Application 18/180,754 is a continuation of application No. 16/302,592, granted, now 11,615,310, previously published as PCT/US2017/033703, filed on May 19, 2017.
Claims priority of provisional application 62/339,785, filed on May 20, 2016.
Prior Publication US 2023/0376771 A1, Nov. 23, 2023
This patent is subject to a terminal disclaimer.
Int. Cl. G06N 3/084 (2023.01); G06N 3/044 (2023.01); G06N 3/045 (2023.01)

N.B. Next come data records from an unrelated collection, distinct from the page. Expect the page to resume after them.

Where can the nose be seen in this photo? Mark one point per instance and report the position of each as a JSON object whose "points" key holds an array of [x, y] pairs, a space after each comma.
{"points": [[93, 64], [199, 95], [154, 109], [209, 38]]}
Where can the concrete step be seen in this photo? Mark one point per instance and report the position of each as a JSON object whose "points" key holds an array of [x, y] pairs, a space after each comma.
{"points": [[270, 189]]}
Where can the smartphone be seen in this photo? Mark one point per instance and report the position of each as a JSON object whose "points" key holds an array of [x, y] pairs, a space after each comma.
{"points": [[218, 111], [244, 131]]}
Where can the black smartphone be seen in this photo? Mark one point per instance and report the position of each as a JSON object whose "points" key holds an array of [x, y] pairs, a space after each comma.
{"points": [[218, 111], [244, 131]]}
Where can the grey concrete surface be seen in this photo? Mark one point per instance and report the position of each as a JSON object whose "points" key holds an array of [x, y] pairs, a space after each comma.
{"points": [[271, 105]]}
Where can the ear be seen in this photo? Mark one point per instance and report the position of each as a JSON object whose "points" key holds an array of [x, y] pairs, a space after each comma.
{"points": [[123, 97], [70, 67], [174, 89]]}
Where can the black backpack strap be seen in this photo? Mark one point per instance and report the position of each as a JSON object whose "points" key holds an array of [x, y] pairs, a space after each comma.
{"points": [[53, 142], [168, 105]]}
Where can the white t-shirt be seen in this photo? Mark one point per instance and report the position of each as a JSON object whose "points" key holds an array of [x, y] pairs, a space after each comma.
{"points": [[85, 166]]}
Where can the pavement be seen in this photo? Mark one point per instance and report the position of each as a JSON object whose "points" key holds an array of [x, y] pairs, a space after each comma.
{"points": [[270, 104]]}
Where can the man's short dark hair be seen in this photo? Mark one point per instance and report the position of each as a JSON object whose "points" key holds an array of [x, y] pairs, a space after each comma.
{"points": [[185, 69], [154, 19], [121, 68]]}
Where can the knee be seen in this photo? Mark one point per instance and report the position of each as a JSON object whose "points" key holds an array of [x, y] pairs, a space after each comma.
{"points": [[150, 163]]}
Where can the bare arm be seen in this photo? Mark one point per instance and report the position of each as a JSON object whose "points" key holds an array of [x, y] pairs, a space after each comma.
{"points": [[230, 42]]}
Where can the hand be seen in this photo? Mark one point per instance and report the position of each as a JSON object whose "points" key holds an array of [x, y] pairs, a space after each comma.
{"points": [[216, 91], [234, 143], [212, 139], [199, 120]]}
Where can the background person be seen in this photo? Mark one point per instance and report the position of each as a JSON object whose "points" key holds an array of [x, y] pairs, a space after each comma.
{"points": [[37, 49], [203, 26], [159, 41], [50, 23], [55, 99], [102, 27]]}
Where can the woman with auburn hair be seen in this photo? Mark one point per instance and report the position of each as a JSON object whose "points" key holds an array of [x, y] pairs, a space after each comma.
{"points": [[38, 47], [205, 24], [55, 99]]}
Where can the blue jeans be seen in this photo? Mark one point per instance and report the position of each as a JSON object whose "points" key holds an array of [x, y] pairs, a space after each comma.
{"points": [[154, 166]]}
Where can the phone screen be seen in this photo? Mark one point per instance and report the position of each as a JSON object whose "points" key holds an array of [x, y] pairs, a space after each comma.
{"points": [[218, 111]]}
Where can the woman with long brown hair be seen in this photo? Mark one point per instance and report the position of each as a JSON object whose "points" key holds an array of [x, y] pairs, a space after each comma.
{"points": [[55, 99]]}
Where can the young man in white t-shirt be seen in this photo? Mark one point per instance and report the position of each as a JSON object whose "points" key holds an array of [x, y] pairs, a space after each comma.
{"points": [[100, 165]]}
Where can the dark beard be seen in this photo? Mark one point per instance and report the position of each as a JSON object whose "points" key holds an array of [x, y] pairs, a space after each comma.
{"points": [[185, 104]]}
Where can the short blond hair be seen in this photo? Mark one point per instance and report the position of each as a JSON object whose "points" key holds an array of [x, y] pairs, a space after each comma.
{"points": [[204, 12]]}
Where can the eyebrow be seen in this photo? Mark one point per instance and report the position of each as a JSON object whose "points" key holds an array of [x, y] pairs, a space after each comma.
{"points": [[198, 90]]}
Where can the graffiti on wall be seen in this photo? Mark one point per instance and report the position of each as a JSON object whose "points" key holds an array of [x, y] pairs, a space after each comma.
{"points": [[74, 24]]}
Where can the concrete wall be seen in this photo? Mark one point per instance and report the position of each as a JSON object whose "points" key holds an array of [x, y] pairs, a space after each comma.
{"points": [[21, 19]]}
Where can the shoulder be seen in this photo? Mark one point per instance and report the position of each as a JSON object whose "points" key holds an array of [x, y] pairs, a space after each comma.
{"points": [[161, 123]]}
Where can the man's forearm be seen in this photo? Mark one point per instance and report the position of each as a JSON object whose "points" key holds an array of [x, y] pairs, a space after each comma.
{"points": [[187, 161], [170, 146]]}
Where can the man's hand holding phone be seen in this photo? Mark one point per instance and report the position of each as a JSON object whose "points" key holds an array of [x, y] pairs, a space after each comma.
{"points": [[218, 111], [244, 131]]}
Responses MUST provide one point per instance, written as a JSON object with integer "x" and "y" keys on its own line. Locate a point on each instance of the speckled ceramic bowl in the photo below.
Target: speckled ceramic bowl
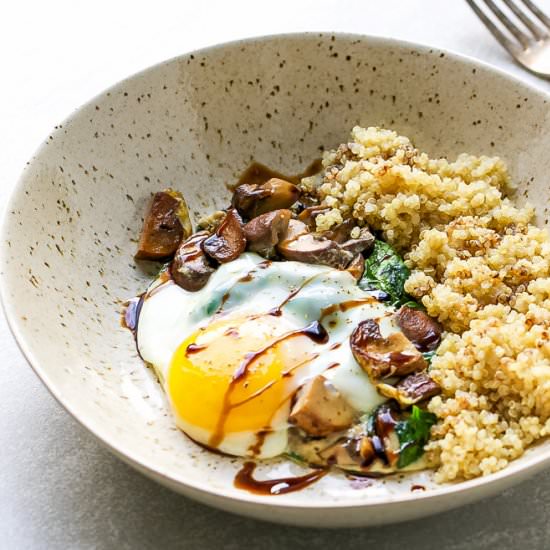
{"x": 195, "y": 122}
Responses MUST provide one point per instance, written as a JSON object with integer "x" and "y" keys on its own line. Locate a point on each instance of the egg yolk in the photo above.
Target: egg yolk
{"x": 237, "y": 375}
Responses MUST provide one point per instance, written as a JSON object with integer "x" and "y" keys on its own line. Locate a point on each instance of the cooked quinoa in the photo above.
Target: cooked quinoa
{"x": 479, "y": 266}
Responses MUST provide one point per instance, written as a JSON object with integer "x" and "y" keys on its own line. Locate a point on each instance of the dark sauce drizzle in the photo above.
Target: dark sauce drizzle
{"x": 277, "y": 311}
{"x": 245, "y": 480}
{"x": 344, "y": 306}
{"x": 315, "y": 331}
{"x": 257, "y": 173}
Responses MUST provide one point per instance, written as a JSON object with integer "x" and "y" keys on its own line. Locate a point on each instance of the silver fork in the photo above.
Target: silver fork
{"x": 527, "y": 38}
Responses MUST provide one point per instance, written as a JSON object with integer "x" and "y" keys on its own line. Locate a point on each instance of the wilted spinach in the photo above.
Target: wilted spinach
{"x": 413, "y": 434}
{"x": 385, "y": 271}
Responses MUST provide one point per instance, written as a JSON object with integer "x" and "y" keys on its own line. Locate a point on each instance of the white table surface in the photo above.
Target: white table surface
{"x": 58, "y": 487}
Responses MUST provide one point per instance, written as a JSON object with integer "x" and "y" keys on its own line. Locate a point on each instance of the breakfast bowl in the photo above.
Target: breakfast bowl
{"x": 195, "y": 123}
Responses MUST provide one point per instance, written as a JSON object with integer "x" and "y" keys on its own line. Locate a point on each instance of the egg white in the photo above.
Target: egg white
{"x": 170, "y": 314}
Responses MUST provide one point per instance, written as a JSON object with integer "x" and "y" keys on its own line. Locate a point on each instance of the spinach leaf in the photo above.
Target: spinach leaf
{"x": 386, "y": 271}
{"x": 413, "y": 434}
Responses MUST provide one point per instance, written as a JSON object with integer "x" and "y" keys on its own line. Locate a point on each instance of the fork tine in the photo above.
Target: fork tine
{"x": 541, "y": 16}
{"x": 521, "y": 37}
{"x": 512, "y": 48}
{"x": 537, "y": 32}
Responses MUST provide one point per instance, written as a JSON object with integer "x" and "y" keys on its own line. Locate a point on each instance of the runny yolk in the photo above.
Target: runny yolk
{"x": 235, "y": 375}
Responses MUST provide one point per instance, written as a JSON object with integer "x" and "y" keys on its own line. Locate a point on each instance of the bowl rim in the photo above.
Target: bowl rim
{"x": 528, "y": 465}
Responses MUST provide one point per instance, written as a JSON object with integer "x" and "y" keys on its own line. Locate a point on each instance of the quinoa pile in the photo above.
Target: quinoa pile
{"x": 479, "y": 266}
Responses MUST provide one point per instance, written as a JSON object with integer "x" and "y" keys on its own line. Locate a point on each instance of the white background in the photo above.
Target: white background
{"x": 58, "y": 487}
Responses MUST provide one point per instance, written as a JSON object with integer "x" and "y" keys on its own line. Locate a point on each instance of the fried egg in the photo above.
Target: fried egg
{"x": 232, "y": 355}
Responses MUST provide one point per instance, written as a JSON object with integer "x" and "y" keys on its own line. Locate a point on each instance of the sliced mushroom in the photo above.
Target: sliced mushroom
{"x": 341, "y": 232}
{"x": 423, "y": 331}
{"x": 411, "y": 389}
{"x": 166, "y": 224}
{"x": 274, "y": 194}
{"x": 228, "y": 242}
{"x": 265, "y": 231}
{"x": 190, "y": 268}
{"x": 357, "y": 267}
{"x": 311, "y": 249}
{"x": 380, "y": 356}
{"x": 321, "y": 409}
{"x": 294, "y": 230}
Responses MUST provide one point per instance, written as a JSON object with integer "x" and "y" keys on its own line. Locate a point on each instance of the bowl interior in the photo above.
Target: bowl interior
{"x": 195, "y": 123}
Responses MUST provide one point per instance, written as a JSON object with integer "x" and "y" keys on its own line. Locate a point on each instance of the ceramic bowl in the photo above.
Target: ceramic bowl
{"x": 195, "y": 122}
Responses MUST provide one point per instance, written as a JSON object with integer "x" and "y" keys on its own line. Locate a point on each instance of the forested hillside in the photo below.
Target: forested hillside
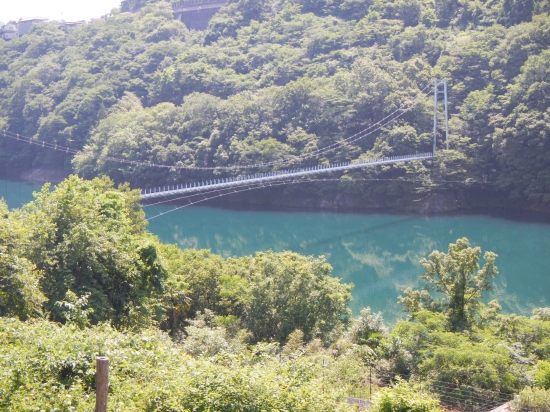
{"x": 190, "y": 330}
{"x": 272, "y": 80}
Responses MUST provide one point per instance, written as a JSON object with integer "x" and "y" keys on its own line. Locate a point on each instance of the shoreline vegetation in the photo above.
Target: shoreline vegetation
{"x": 80, "y": 277}
{"x": 272, "y": 79}
{"x": 267, "y": 81}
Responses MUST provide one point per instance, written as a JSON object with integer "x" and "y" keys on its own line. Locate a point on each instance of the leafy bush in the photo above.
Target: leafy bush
{"x": 532, "y": 399}
{"x": 404, "y": 397}
{"x": 542, "y": 378}
{"x": 46, "y": 366}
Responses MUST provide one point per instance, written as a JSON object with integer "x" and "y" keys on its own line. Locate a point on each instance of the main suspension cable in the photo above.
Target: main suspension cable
{"x": 394, "y": 115}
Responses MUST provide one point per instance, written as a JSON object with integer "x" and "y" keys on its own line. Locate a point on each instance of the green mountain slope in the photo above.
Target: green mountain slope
{"x": 272, "y": 80}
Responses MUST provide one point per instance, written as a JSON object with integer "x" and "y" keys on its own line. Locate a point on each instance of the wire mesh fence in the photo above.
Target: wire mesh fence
{"x": 453, "y": 397}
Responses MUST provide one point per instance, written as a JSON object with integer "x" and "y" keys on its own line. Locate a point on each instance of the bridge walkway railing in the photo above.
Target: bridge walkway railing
{"x": 230, "y": 182}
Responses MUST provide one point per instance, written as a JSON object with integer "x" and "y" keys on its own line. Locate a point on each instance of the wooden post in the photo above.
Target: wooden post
{"x": 102, "y": 384}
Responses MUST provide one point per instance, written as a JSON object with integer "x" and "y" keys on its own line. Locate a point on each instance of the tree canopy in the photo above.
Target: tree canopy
{"x": 276, "y": 79}
{"x": 457, "y": 281}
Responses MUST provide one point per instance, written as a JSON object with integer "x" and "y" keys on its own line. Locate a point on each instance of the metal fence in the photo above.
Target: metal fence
{"x": 455, "y": 397}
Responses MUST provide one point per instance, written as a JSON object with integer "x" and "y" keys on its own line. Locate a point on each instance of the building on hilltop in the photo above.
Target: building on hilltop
{"x": 24, "y": 25}
{"x": 69, "y": 25}
{"x": 196, "y": 14}
{"x": 9, "y": 31}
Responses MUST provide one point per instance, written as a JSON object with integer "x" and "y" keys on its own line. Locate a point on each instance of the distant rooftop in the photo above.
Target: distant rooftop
{"x": 33, "y": 19}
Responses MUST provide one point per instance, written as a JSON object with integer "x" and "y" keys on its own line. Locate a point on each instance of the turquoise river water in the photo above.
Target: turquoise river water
{"x": 379, "y": 253}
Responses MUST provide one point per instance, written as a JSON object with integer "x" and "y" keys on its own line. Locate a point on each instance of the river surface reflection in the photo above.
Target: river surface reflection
{"x": 378, "y": 253}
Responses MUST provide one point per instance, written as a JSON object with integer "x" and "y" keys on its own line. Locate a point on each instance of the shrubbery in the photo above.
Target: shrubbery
{"x": 46, "y": 366}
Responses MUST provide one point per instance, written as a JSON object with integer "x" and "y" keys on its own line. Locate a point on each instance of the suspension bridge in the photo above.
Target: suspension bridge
{"x": 228, "y": 185}
{"x": 218, "y": 184}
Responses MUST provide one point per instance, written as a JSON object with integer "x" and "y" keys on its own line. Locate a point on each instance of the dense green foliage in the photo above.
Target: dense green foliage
{"x": 272, "y": 294}
{"x": 404, "y": 397}
{"x": 87, "y": 240}
{"x": 189, "y": 330}
{"x": 51, "y": 367}
{"x": 456, "y": 277}
{"x": 274, "y": 79}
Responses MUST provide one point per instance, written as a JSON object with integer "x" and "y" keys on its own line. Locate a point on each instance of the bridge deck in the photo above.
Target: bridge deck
{"x": 226, "y": 183}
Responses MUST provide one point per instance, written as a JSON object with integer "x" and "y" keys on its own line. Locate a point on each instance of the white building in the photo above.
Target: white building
{"x": 9, "y": 31}
{"x": 24, "y": 25}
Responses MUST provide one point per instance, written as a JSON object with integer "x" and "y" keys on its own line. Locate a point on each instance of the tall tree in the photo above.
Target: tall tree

CPC G06N 3/084 (2013.01) [G06N 3/044 (2023.01); G06N 3/045 (2023.01)]

19 Claims

1. A computer-implemented method for training a target machine learning model having a plurality of model parameters using an optimizer neural network having a plurality of optimizer parameters, the method comprising, at each current iteration of a plurality of iterations:

determining a respective update rule for each of the plurality of model parameters using the optimizer neural network by operating the optimizer neural network independently on each of the plurality of model parameters of the target machine learning model, the determining comprising, for each respective model parameter:

generating a respective parameter-specific input that comprises a gradient of a target objective function of the target machine learning model with respect to the respective model parameter; and

processing the respective parameter-specific input using the optimizer neural network and in accordance with current values of the optimizer parameters to generate a respective optimizer output that specifies a respective parameter-specific update rule for updating the respective model parameter;

applying the update rules generated by the optimizer neural network to the model parameters of the target machine learning model to update values of the model parameters; and

updating the current values of the optimizer parameters by using gradient descent techniques to minimize an optimizer objective function that depends at least on a function value of the target objective function of the target machine learning model computed using the values of the model parameters of the target machine learning model that have been updated at the current iteration.